Regular languages and constant communication complexity

Let $L \subseteq A^*$ be a language, and define $f_L\colon A^* \times A^* \to \{0, 1\}$ by $f_L(x, y) = 1$ iff $x\cdot y \in L$. I'm searching for a reference for:

Proposition. $L$ is regular iff the deterministic communication complexity of $f_L$ is constant.

In other words, $L$ is regular iff there exists a two-player protocol $P$ for $f_L$ such that the function $$n \mapsto \max\{\text{comm}(P, x, y) : |x\cdot y| = n\}$$ is bounded by a constant, where $\text{comm}(P, x, y)$ is the number of bits exchanged by Alice and Bob when Alice receives $x$ and Bob $y$, following the protocol $P$.

The only place I could find that is in George Hauser's PhD thesis, 1989, available here, where he also generalizes that to other distributions of the input $x\cdot y$ among Alice and Bob, such that the number of "cuts" is constant.

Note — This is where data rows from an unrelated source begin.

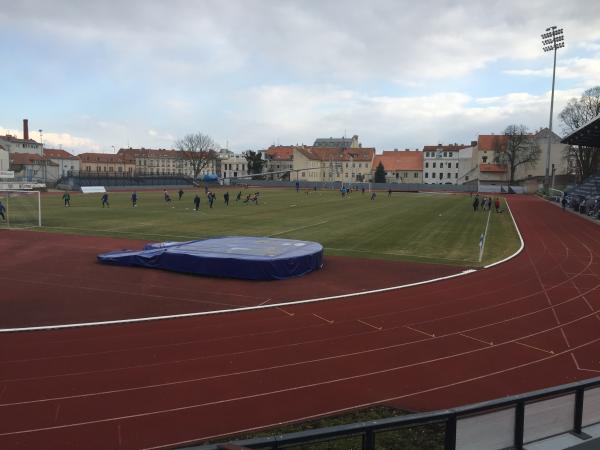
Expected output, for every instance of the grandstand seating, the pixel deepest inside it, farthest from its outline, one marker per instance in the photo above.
(590, 187)
(76, 182)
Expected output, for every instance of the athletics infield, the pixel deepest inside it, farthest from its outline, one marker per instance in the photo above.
(529, 323)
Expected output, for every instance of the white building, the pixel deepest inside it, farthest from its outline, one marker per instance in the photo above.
(35, 168)
(66, 162)
(234, 166)
(468, 166)
(441, 163)
(15, 145)
(4, 161)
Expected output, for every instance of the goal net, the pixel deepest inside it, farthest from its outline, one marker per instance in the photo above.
(22, 209)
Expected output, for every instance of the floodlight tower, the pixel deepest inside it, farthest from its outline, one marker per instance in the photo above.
(552, 40)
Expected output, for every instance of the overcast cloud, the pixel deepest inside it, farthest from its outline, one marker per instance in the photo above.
(252, 73)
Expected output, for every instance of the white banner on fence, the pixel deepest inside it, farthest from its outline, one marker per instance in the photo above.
(92, 189)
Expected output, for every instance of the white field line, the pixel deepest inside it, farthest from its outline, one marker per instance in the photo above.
(520, 238)
(274, 305)
(487, 224)
(319, 384)
(299, 228)
(232, 310)
(385, 400)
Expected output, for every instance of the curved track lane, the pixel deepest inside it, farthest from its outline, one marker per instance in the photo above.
(530, 323)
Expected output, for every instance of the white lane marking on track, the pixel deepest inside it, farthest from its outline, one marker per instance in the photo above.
(419, 331)
(323, 318)
(476, 339)
(369, 325)
(292, 364)
(313, 385)
(277, 305)
(233, 310)
(581, 368)
(550, 352)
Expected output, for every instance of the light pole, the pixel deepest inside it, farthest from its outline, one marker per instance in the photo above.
(552, 40)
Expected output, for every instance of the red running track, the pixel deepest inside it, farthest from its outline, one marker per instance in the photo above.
(530, 323)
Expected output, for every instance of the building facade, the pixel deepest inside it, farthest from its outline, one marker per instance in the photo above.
(279, 158)
(26, 145)
(441, 163)
(66, 162)
(400, 166)
(342, 142)
(4, 160)
(333, 164)
(33, 167)
(105, 164)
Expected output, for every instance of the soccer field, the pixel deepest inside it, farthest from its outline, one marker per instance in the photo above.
(434, 228)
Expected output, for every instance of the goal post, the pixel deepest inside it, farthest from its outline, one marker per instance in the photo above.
(23, 209)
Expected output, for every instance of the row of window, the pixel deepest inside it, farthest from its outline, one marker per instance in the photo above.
(439, 155)
(449, 165)
(441, 175)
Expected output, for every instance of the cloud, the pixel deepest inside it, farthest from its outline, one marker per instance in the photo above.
(353, 40)
(58, 140)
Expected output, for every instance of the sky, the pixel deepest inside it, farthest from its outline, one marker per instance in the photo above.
(94, 76)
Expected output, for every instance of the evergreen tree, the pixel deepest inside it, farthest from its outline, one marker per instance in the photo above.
(380, 173)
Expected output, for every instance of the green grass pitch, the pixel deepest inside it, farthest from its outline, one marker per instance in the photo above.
(432, 228)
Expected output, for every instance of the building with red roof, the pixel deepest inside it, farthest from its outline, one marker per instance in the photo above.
(400, 166)
(67, 163)
(33, 167)
(279, 158)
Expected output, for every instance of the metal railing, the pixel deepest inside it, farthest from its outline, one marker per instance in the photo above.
(516, 405)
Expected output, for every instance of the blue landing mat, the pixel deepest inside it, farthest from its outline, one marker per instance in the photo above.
(231, 257)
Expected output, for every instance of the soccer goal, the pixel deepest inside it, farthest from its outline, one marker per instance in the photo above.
(23, 209)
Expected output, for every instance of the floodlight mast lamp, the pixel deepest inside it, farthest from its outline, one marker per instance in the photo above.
(552, 40)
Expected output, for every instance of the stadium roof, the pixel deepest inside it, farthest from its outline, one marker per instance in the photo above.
(58, 154)
(280, 152)
(587, 135)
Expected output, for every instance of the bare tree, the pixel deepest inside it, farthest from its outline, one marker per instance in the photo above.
(198, 150)
(577, 113)
(518, 149)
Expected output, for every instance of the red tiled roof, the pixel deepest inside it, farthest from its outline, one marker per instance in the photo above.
(28, 159)
(58, 154)
(337, 154)
(492, 168)
(445, 148)
(280, 152)
(394, 161)
(491, 142)
(103, 158)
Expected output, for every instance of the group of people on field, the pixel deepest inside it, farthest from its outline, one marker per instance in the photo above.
(485, 204)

• Take a language $C$ that is not regular, and define $L = \{c \circ r : c \in C, r \in \{0,1\}^{|c|} \}$. Then $L$ has communication complexity $O(1)$, but it is certainly not regular. What am I missing? Commented Dec 15, 2016 at 22:21
• @IgorShinkar: I'm not sure I get precisely what you wrote there, but you seem to be hinting at the classical proof that every language with a single word per length can be transformed into a language with constant communication complexity. However, this assumes that Alice and Bob receive exactly half of the word being tested; here, there is no such assumption, and, in an adversarial way, they should solve the problem given any split of the input. Does that answer your question? Commented Dec 15, 2016 at 22:48
• Oh, I see. So if for any split the CC is constant then $L$ is regular. Commented Dec 15, 2016 at 23:01

For $\Rightarrow$, you have "Communication Complexity", Eyal Kushilevitz in Advances in Computers, Volume 44, 1997 (http://www.sciencedirect.com/science/article/pii/S0065245808603423).
You can also find a section "Communication Complexity and Chomsky Hierarchy" in the book "Communication Complexity and Parallel Computing" by Juraj Hromkovič where it is proven. It may be that $\Leftarrow$ is also proven somewhere in the book but I fail to find it here. The closest thing there seems to be is Exercise 5.2.5.2 but, it is only an exercise (see the whole Chapter 5 too, which extensively study finite automaton but I do not think it explicitly answers your question).
For what it is worth, the proof of both directions looks easy so I think that if you need it in a paper you can sketch it quickly: for $\Rightarrow$, take a finite automaton for $L$ and observe that it is sufficient for Alice to communicate the state she reaches after having read her part of the input. Then Bob finishes the simulation in the automata. For $\Leftarrow$, if you have a protocol bounded by a constant, then $L$ has a finite number of quotient $w^{-1}L = \{u : wu \in L\}$ which is a well-known characterization of regular languages.